Fourthly and importantly, Mr. Conlon and Mr. Harris now realise that they must get on with this claim as a matter of urgency. They told me that they would be ready to exchange their witness statements by 6th November.
Both sides have relied on the financial position of the other. None of the parties appears to have substantial assets and all appear to face significant liabilities. Warren J., in a judgment mentioned earlier, summarised Mr. Simms’ own evidence as to his financial position at paragraphs 70 and 74-75. Both sides face a similar risk as regards the existing stay. If it is lifted but Mr. Conlon and Mr. Harris later establish their claim against Mr. Simms, there is a strong chance that they will not recover from him any amount paid in respect of the existing judgment. If it is not lifted and Mr. Conlon and Mr. Harris fail in their claim against Mr. Simms, there is a strong chance that Mr. Simms will not recover the amount of the judgment from them.
On balance, I have come to the conclusion that the stay should not be lifted at this point. Both Mr. Conlon and Mr. Harris must understand that this is almost certainly their last chance. Unless they now progress their claim with urgency, it will be difficult to resist a further application by Mr. Simms to lift the stay. The terms of my order as to the stay remain. Mr. Simms is entitled to apply to lift the stay on five days notice in the event of further delay. The liberty to apply is not restricted to delay but, plainly it would arise in the event of further delay on the part of Mr. Conlon and Mr. Harris.
There are two steps which must now be taken within a very short timetable. First, there must be an exchange of witness statements. Secondly, there must be a case management conference at which there can be decided, among other things, how this action is to be tried, whether all issues are to be tried at one trial or some issues ahead of others and whether liability and quantum are to be split. There is, if this action is to proceed, a crying need for a case management conference as a matter of urgency.

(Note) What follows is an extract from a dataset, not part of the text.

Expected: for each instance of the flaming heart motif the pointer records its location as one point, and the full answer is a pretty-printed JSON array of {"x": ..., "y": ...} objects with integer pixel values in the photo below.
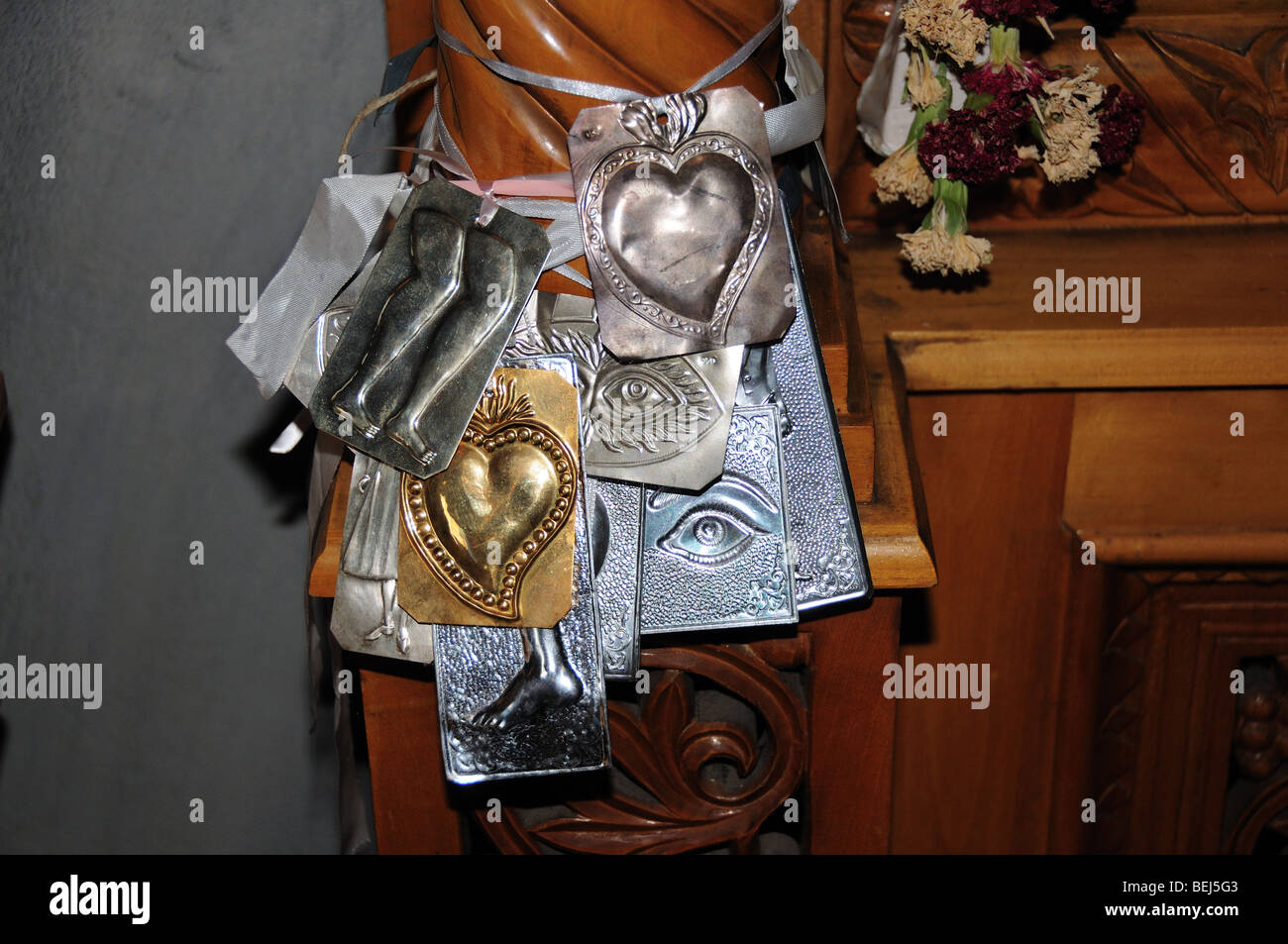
[
  {"x": 482, "y": 522},
  {"x": 655, "y": 215}
]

In the action brought by Mr. Conlon and Mr. Harris against Mr. Simms, I will give the following directions. First, I will extend time as provided in the order of the Court of Appeal for the exchange of witness statements to 9th November 2007. Secondly, I will direct that Mr. Conlon and Mr. Harris should immediately take steps to fix a case management conference before the Master. The case management conference is to be held not before 26th November, giving the parties two weeks to see each other’s witness statements and consider their positions, but I will order that an expedited date be given for that case management conference. On that basis, I dismiss the present application by Mr. Simms for the stay on the judgment against Mr. Conlon and Mr. Harris to be lifted. That concludes the matter so far as substance is concerned.